This directory contains the primary model-development and experimental training workflow for the Edge AI document-detection system.
The training pipeline supports dataset preparation, DocCornerDataset annotation conversion, YOLOv5 model training, k-fold cross-validation, metric aggregation, and training-curve visualization.
| File | Purpose |
|---|---|
doc_detector_yolov5_doccorner.py |
Primary training, data preparation, cross-validation, and inference orchestration script |
README.md |
Training pipeline documentation |
DocCornerDataset
↓
Corner Annotation Extraction
↓
Axis-Aligned Bounding Box Conversion
↓
YOLO Label Generation
↓
YOLOv5 Training
↓
Five-Fold Cross-Validation
↓
Metric Aggregation
↓
Training Curve Visualization
↓
Best Model Selection
doc_detector_yolov5_doccorner.py
This script supports:
- DocCornerDataset preparation
- Corner-to-bounding-box conversion
- YOLO label generation
- YOLOv5 training
- Five-fold cross-validation
- Metric extraction
- Training visualization generation
- Precision-recall curve generation
- Fold variability analysis
- Optional corner regression
- Optional OpenCV-based corner refinement
- Edge inference orchestration
- GStreamer integration support
The original DocCornerDataset provides document corner annotations. For YOLOv5 training, the four corner points were converted into axis-aligned bounding boxes.
xmin = min(x coordinates)
ymin = min(y coordinates)
xmax = max(x coordinates)
ymax = max(y coordinates)
The resulting bounding boxes were converted into YOLO format:
class_id x_center y_center width height
This enabled a single-class document detection model trained to localize the presence of documents in office-like environments.
| Configuration | Value |
|---|---|
| Framework | YOLOv5 |
| Training Platform | NVIDIA Jetson AGX Orin |
| Deep Learning Framework | PyTorch |
| Cross-Validation Strategy | Five-Fold Cross-Validation |
| Batch Size | 8 |
| Initial Learning Rate | 0.01 |
| Warmup Epochs | 3 |
| Final Training Duration | Extended Epoch Optimization |
| Detection Classes | 1 |
| Optimization Target | Real-Time Edge Inference |
The training workflow used five-fold cross-validation to evaluate:
- Model consistency
- Convergence stability
- Fold-to-fold variability
- Localization performance
- Generalization across training partitions
Evaluation metrics included:
- Precision
- Recall
- mAP@0.5
- mAP@0.5:0.95
The training pipeline generates:
- YOLOv5 trained weights
- Fold-level results
results.csvfiles- Training convergence plots
- Precision-recall curves
- Recall-confidence curves
- Precision-confidence curves
- F1-confidence curves
- Fold variability summaries
- Metric aggregation outputs
- Inference visualizations
The evaluated training workflow demonstrated:
- Rapid convergence behavior
- Minimal fold-to-fold variability
- High localization accuracy
- Stable validation performance
- Strong single-class detection consistency
Because the model was trained exclusively for single-class document localization, the operational task complexity was substantially lower than generalized multi-object scene understanding problems.

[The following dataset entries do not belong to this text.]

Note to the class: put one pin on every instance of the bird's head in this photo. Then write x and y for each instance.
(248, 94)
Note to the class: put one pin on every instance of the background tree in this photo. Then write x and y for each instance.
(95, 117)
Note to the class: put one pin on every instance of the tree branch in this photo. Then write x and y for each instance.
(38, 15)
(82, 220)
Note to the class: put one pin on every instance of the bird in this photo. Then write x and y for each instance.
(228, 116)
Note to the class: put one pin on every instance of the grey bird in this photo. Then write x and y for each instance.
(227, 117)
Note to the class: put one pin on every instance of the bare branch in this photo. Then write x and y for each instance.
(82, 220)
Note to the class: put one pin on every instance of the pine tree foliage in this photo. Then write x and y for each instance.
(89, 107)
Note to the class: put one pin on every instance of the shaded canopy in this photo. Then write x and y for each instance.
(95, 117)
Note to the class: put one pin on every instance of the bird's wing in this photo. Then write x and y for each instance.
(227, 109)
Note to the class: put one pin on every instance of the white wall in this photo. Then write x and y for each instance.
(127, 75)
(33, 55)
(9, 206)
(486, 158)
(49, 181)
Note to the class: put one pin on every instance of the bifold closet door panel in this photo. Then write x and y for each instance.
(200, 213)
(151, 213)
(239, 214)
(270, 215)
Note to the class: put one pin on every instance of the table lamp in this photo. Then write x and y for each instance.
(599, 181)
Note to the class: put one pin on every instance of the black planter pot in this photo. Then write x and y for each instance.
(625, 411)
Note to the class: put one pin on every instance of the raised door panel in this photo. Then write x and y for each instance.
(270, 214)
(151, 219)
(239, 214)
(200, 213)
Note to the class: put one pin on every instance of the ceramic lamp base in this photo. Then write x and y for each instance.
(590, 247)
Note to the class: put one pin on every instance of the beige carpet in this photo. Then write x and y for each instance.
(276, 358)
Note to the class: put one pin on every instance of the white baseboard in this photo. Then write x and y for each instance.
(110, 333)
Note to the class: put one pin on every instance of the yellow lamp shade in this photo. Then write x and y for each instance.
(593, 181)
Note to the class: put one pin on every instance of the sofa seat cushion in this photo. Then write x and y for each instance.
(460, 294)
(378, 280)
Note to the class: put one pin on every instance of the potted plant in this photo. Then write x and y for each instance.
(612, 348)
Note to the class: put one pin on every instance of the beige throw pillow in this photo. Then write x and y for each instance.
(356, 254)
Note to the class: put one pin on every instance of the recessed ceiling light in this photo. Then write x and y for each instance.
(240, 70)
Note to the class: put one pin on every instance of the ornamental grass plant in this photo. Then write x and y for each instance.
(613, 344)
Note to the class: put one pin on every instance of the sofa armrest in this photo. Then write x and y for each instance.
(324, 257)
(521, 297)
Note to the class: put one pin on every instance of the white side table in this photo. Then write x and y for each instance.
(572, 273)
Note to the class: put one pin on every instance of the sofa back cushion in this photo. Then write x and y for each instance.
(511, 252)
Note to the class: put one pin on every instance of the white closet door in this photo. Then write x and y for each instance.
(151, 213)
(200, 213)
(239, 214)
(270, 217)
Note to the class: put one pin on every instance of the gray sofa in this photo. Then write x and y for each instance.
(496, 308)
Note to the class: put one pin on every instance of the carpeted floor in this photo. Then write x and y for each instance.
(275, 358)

Accordingly, the exceptionally high precision, recall, and mAP values should primarily be interpreted as evidence supporting the operational feasibility and reliability of edge-based document localization under controlled environmental conditions.
The trained YOLOv5 models were integrated into an operational runtime pipeline supporting:
Camera Ingestion
↓
YOLOv5 Edge Inference
↓
Detection Stability Logic
↓
OCR Extraction
↓
Microsoft Presidio
↓
PHI/PII Triage Workflow
| Component | Configuration |
|---|---|
| Edge Device | NVIDIA Jetson AGX Orin 64GB Developer Kit |
| Operating System | Ubuntu 20.04 |
| Framework | YOLOv5 |
| Deep Learning Library | PyTorch |
| GPU Acceleration | CUDA |
| Runtime Optimization | TensorRT |
| Stream Processing | GStreamer |
| OCR Engine | Tesseract OCR |
| PHI/PII Framework | Microsoft Presidio |
The training pipeline supported dissertation research evaluating:
- Real-time Edge AI document detection
- Privacy-preserving inference architectures
- Operational AI orchestration
- Embedded computer vision systems
- Upstream privacy-risk mitigation
- OCR-triggered PHI/PII workflows
- Healthcare-oriented Edge AI deployment feasibility
The broader research objective investigated whether localized Edge AI computer vision systems could function as upstream privacy-preserving control mechanisms capable of triggering downstream OCR and PHI/PII analysis workflows only after document detection events occur.
The training workflows contained within this directory represent the foundational model-development layer supporting the broader operational Edge AI architecture evaluated throughout the research project.